Friends and neighbours! Textise gives a navigable text version of the page. Not superfast but I think it's doing the job. Sent the dev a message to ask if he wouldn't add "email to kindle" as an option along with the save as pdf etc. In the meantime tinderising from that site works decently but removes breaks after comments. Ideally that page could get dumped directly as is.

There is also a site fivefilters.org/kindle-it. It has a bookmarklet but doesn't automate like tinderiser, you have to click send (and perhaps fill in your adress again). It does however manage the page and comments quite nicely. It does remove most formatting though.

So, for me, as of now I think fivefiltering regular links is the way to go. Fingers crossed for some good news from the textise dude.
posted by Iteki at 1:57 PM on January 15, 2015


The fivefilters bookmarklet looks like the best option so far, despite the mild annoyance of filling in my Kindle's email address every time.

Other approaches I investigated, for the next poor schmuck who starts down this twisty maze of passageways:

PDF-based solutions are harder for me to read because my Kindle can't reflow the text.

Textise + Amazon's Kindle extension gets the comments, but not the bylines for each comment which are the only thing that indicate where one comment ends and the next begins.

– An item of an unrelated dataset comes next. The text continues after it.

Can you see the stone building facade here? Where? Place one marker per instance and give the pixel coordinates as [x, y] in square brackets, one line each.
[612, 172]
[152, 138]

I think Calibre's custom news recipes are designed for RSS feeds, and Metafilter's RSS feeds don't include the comments. I didn't spend a lot of time on this one, though, so I might be wrong.

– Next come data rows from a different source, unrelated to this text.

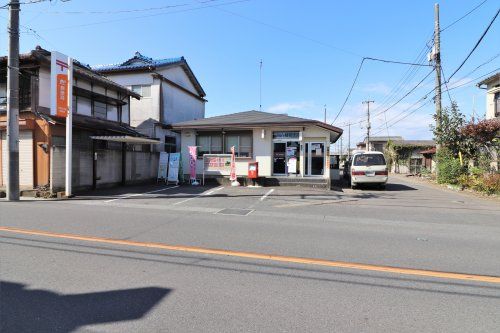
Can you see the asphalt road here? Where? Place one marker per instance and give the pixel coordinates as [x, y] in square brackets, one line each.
[52, 283]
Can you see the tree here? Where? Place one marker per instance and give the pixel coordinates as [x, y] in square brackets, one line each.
[448, 132]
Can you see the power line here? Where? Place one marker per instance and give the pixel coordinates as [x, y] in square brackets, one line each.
[145, 16]
[464, 16]
[123, 11]
[476, 45]
[350, 90]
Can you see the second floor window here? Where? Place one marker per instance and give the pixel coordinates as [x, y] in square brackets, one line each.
[143, 90]
[496, 100]
[209, 144]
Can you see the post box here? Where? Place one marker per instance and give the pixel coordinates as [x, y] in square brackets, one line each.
[253, 170]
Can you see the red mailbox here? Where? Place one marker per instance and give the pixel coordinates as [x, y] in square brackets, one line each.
[253, 170]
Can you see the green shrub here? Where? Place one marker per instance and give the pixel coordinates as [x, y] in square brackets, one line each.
[488, 183]
[449, 168]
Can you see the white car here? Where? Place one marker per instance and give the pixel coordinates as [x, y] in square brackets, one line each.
[368, 168]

gwint's script clearly gets the screen-scraping right, but unfortunately I don't know Node so I can't say how hard it would be modify it to email me an ePub instead of writing out a PDF. From a cursory search, it doesn't look like npm has an ePub generator yet, only ePub parsers, so you'd minimally have to implement that. (I read the ePub spec; I do not want to implement an ePub generator for this!)

On the bright side, it's actually not hard to mash together pycurl (libcurl bindings), BeautifulSoup (HTML scraper), and ebooklib (epub parser/generator) to convert web pages into ePub. I went from an undergrad's understanding of Python and zero experience with any of these libraries, to scraping all 305 chapters of Worm in about three hours.

By the way, guys, I'm having a lot of fun with Worm so far.
posted by d. z. wang at 9:24 PM on January 16, 2015


"I think Calibre's custom news recipes are designed for RSS feeds, and Metafilter's RSS feeds don't include the comments. I didn't spend a lot of time on this one, though, so I might be wrong."

The feeds for the actual posts have the comments.